As he works to build the relationships that enhance Coke’s visibility, Taylor also faces a challenge in supplying exactly the right products in Florida’s diverse local communities. It’s possible to identify some general preferences among different ethnic groups — Hispanics tend to prefer sweeter carbonated beverages, for example; millennials tend to like flavored teas and waters, he says. But demographics vary from one community to the next. Even in just one convenience store, the clientele may vary so much from the morning to the afternoon, Taylor says, that knowing exactly how to stock the cooler by the cash register isn’t easy.

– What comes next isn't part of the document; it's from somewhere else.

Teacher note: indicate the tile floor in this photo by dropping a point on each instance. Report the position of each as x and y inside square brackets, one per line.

Ultimately, Taylor says, his success depends on making sure Coca-Cola Beverages Florida sells and delivers the right Coke products in the right places. “It’s about the brand. Coke communicates quality. Our job is to figure out what the local consumer wants and to deliver that on a consistent basis to them.”

Heavyweights

Coca-Cola Beverages Florida joins an elite group of big independent bottler/distributors with franchise territories across the U. S. Among the largest:

Coca-Cola Bottling Company United, a privately held firm, controls distribution in seven southeastern states from its headquarters in Birmingham. In Florida, United controls distribution of Coke products from the Tallahassee region west through most of Florida’s Panhandle.

Swire Coca-Cola, part of a Hong Kong firm, sells and distributes Coke products in 13 western states, including Washington, Nebraska, California and Arizona.

Coca-Cola Bottling Company Consolidated, a publicly traded company based in Charlotte, N.C., is the largest independent Coke bottler in the U.S. The firm, which had $1.74 billion in revenue in 2015, controls territory in North and South Carolina and 12 other states, primarily in the southeast but ranging into Indiana and Pennsylvania. Like United, its history as a Coke bottler goes back to 1902. In Florida, Coca- Cola Consolidated controls a small area around Panama City.